Orientation-dependent deformation behaviors of β single crystal micropillars in a metastable β titanium alloy

Abstract

The compressive deformation behaviors were investigated in metastable β Ti–7Mo–3Al–3Cr–3Nb alloy single crystal micropillars oriented to [011]β and [001]β. The study demonstrates that the metastable β titanium single crystal oriented to [001]β exhibits nonlinear elastic behavior with hysteresis, which is attributed to reverse β to α″ transformation. Furthermore, the yield strength of the single crystal oriented to [011]β is almost twice as of the single crystal oriented to [001]β, which is influenced by the different roles of ωath in both pillars due to differences in shear modulus G, in addition to being determined by the deformation mechanism at yielding.

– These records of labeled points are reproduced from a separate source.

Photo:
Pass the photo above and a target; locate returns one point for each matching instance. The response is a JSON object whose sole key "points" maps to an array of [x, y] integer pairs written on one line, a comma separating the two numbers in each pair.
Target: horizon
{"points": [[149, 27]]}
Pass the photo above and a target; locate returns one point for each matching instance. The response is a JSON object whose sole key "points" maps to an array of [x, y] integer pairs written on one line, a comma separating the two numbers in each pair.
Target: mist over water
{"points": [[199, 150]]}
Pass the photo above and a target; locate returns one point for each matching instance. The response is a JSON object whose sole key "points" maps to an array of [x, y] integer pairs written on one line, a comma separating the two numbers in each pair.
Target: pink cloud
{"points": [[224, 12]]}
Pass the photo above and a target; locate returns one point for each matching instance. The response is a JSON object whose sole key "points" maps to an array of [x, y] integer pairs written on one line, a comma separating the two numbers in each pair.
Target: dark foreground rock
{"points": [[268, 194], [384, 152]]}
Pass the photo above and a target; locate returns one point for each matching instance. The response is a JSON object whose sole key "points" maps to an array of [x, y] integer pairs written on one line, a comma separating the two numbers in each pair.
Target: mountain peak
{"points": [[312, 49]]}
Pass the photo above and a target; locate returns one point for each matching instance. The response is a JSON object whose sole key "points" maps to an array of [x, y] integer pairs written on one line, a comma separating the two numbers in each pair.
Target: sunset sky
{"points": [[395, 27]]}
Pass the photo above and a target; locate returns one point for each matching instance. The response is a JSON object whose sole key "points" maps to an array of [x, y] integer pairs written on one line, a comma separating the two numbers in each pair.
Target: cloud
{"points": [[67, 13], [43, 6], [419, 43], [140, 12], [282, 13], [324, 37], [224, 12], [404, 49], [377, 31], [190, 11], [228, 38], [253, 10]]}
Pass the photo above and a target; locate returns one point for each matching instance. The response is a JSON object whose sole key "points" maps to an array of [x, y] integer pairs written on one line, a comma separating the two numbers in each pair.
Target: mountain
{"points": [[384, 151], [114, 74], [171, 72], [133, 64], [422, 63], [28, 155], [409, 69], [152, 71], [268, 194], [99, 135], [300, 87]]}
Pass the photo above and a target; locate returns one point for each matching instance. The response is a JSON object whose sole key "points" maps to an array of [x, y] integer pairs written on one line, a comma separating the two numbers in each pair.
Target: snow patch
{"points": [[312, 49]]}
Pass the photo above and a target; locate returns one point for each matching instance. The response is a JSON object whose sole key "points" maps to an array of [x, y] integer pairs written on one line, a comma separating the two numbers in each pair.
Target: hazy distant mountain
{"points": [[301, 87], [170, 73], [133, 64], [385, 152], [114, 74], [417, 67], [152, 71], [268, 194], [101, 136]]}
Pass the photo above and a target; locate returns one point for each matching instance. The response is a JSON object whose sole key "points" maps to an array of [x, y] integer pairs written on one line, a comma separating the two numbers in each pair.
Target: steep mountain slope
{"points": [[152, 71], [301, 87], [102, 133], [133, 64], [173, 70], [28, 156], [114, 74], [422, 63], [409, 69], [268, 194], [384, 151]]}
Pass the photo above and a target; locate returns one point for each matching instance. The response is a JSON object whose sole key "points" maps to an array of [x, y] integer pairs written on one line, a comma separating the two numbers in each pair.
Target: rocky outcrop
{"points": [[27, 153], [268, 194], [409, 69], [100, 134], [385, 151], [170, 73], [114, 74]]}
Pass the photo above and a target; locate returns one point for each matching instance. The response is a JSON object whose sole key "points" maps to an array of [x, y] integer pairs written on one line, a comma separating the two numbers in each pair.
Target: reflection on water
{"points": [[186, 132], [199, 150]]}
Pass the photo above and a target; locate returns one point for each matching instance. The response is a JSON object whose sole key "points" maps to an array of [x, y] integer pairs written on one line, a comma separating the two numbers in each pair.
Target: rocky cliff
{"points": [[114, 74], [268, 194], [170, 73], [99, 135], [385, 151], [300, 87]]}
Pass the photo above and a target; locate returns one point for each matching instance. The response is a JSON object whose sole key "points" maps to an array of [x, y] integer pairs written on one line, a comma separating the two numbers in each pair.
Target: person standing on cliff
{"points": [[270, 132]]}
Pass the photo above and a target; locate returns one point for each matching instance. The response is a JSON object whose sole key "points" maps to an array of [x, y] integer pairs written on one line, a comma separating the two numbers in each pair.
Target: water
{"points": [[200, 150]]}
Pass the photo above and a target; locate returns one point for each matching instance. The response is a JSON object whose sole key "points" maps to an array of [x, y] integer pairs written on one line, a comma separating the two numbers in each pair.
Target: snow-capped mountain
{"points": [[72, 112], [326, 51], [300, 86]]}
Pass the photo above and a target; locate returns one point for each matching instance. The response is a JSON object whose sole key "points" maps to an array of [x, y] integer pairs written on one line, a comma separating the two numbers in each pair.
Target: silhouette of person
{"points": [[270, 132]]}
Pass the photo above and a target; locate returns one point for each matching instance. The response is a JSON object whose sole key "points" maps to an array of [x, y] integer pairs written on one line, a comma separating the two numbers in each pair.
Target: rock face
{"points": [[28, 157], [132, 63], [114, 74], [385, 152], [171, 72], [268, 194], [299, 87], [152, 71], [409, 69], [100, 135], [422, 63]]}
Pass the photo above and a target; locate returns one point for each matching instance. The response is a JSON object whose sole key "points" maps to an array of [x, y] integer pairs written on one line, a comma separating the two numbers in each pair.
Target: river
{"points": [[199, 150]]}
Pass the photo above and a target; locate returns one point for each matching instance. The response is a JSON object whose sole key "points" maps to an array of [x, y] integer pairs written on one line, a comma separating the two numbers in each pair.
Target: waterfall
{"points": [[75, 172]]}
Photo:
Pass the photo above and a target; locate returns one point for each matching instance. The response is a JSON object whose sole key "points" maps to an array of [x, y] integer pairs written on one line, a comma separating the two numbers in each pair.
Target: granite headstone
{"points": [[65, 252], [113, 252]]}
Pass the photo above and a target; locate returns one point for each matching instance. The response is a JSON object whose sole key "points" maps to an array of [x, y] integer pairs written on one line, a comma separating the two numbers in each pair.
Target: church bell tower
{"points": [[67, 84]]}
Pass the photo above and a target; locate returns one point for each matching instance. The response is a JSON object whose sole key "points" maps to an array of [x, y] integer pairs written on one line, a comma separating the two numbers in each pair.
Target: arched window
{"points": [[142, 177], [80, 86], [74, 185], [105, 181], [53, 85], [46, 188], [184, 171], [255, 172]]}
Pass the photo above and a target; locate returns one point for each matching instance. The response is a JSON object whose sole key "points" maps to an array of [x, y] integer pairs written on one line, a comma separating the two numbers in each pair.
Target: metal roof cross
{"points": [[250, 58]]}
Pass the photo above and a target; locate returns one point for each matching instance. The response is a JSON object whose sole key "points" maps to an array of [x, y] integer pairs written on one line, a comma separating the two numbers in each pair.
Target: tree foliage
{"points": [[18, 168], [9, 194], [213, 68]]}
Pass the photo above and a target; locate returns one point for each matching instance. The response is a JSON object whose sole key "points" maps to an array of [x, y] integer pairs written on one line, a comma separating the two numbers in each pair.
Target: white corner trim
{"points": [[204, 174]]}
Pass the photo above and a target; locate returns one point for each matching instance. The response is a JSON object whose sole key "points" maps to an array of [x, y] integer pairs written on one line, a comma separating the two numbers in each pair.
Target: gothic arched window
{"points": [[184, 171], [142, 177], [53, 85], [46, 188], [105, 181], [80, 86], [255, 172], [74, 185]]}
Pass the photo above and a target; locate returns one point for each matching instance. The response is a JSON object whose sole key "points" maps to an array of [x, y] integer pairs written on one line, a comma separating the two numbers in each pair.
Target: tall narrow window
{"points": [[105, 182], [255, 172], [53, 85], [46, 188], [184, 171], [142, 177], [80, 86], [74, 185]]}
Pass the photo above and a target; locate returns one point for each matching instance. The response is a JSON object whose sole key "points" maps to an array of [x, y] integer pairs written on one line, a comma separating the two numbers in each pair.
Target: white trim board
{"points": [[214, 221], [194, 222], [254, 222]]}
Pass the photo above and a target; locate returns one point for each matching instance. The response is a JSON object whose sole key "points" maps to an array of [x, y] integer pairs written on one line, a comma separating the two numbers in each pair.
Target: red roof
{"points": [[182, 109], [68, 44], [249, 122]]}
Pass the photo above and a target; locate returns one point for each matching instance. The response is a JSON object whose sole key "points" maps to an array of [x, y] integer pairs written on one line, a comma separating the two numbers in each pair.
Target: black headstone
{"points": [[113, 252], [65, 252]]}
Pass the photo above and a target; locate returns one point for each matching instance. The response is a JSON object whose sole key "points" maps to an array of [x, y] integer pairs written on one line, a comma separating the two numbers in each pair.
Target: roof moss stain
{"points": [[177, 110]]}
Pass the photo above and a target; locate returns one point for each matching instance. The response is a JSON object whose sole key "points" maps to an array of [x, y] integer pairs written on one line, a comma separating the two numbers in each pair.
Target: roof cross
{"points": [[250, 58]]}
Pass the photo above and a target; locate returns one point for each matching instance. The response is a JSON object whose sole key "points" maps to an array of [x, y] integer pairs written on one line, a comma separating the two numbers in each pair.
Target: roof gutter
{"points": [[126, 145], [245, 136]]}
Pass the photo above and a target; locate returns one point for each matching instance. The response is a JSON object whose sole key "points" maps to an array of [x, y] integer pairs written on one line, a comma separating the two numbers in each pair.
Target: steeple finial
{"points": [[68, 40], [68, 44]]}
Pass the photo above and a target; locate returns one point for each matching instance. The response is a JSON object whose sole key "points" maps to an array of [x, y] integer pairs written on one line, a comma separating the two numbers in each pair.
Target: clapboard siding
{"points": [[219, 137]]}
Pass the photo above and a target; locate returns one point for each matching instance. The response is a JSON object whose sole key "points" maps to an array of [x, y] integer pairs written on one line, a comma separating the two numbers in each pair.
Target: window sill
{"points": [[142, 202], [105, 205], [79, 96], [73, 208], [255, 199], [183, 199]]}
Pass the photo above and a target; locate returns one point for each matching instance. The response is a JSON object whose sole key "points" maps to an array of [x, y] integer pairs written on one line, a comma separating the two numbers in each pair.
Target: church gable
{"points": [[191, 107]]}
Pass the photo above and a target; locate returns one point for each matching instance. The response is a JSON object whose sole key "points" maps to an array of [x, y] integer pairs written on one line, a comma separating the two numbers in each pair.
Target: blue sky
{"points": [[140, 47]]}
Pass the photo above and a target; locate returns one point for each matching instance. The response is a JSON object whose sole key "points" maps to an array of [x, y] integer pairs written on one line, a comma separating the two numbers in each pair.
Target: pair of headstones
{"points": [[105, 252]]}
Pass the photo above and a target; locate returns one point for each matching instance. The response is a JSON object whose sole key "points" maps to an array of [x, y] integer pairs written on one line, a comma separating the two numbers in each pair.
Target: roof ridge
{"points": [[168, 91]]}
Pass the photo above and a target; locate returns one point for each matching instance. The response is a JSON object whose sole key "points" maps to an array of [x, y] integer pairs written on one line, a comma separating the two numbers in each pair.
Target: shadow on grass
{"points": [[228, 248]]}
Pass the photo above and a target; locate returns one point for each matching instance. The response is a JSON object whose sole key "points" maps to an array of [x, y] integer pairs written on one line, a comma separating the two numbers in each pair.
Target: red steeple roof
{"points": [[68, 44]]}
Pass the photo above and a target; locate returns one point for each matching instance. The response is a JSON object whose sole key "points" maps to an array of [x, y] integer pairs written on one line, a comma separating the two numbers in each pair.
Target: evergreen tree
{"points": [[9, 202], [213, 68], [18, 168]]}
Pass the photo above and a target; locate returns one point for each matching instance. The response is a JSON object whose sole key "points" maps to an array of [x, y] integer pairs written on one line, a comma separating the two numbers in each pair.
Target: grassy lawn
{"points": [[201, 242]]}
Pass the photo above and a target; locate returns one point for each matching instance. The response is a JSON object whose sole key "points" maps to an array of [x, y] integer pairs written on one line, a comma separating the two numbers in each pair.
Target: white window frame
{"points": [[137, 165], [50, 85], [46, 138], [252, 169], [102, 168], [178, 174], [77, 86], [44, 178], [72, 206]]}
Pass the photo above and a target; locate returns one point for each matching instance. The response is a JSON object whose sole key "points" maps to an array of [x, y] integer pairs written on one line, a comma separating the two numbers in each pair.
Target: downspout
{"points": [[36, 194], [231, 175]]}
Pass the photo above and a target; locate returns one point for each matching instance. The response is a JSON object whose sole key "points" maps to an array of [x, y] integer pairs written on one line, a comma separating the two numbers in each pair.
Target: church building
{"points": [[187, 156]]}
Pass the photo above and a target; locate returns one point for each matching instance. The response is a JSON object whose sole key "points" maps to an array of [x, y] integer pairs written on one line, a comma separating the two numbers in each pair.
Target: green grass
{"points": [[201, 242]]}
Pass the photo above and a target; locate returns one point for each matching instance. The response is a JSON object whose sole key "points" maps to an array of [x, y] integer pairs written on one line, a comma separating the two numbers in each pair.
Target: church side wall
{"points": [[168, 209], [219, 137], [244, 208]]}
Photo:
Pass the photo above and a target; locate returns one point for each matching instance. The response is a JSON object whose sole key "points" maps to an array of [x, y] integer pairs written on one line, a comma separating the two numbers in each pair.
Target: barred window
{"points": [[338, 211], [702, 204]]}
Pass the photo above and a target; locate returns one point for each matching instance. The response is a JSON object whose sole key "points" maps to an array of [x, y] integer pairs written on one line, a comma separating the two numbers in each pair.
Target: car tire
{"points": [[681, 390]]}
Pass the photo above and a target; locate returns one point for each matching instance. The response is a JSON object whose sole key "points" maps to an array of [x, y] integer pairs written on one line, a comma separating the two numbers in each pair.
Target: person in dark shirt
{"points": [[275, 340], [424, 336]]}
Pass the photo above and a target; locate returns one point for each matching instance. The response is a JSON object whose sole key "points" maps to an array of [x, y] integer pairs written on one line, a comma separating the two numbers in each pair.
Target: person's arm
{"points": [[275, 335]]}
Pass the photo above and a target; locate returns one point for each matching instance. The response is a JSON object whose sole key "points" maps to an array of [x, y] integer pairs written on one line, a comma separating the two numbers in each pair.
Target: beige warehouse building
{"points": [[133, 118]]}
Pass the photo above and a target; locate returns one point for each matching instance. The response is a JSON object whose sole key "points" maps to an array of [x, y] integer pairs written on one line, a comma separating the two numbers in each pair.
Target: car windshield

The continuous impedance to dislocation motion of ω and α″ phase in the pillar oriented to [011]β leads to a stable plastic flow behavior, but reverse β to ω phase transformation facilitating the formation of massive SIMα″ results in a sudden strain burst in the pillar oriented to [001]β. Finally, we find that the pillar oriented to [011]β is dominated by dislocation slip but SIMα″ occupies a dominant position in the pillar oriented to [001]β in the early deformation stage, which is same as predicted based on the martensitic transformation theory in metastable β titanium alloys.